Fungsi Akad Tabarru’:
Akad tabarru’ ini adalah akad-akad untuk mencari keuntungan akhirat, karena itu bukan akad bisnis. Jadi, akad ini tidak dapat digunakan untuk tujuan-tujuan komersil. Bank syariah sebagai lembaga keuangan yang bertujuan untuk mendapatkan laba tidak dapat mengandalkan akad-akad tabarru’ untuk mendapatkan laba. Bila tujuan kita adalah mendapatkan laba, maka gunakanlah akad-akad yang bersifat komersil, yakni akad tijarah. Namun demikian, bukan berarti akad tabarru’ sama sekali tidak dapat digunakan dalam kegiatan komersil. Bahkan pada kenyataannya, penggunaan akad tabarru’ sering sangat vital dalam transaksi komersil, karena akad tabarru’ ini dapat digunakan untuk menjembatani atau memperlancar akad-akad tijarah.
2.      Akad Tijarah
Berbeda dengan akad tabarru’, akad tijarah/mu’awadah (compensational contract) adalah segala macam perjanjian yang menyangkut for profit transaction.

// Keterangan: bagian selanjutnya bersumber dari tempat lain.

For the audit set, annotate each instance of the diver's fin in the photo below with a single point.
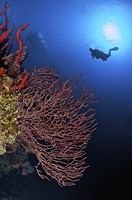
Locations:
(114, 49)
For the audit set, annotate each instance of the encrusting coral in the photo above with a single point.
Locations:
(40, 114)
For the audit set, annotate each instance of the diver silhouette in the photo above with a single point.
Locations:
(95, 53)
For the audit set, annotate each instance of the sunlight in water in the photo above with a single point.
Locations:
(112, 32)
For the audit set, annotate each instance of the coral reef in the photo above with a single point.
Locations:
(40, 114)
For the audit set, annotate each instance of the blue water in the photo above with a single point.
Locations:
(60, 34)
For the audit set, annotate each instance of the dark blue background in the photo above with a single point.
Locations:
(59, 35)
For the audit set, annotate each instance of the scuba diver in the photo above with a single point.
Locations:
(95, 53)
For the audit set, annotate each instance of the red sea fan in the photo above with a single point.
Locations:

Akad-akad ini dilakukan dengan tujuan mencari keuntungan, karena itu bersifat komersil.
Berdasarkan tingkat kepastian dari hasil yang diperolehnya, akad tijarah pun dapat kita bagi menjadi dua kelompok besar, yakni: Natural Uncertainty Contracts dan Natural Certainty Contracts.
a.       Natural Certainty Contract (NCC)
Dalam NCC, kedua belah pihak saling mempertukarkan aset yang dimilikinya, karena itu objek pertukarannya (baik barang maupun jasa) pun harus ditetapkan di awal akad dengan pasti, baik jumlahnya (quantity), mutunya (quality), harganya (price), dan waktu penyerahannya (time of delivery). Jadi, kontrak-kontrak ini secara “sunnatullah” (by their nature) menawarkan return yang tetap dan pasti. Yang termasuk dalam kategori ini adalah kontrak-kontrak jualbeli, upah-mengupah, sewa-menyewa, dll, yakni sebagai berikut:
-        Akad Jual-Beli (Al-Bai’. Salam, dan Istishna’)
-        Akad Sewa-Menyewa (Ijarah dan IMBT)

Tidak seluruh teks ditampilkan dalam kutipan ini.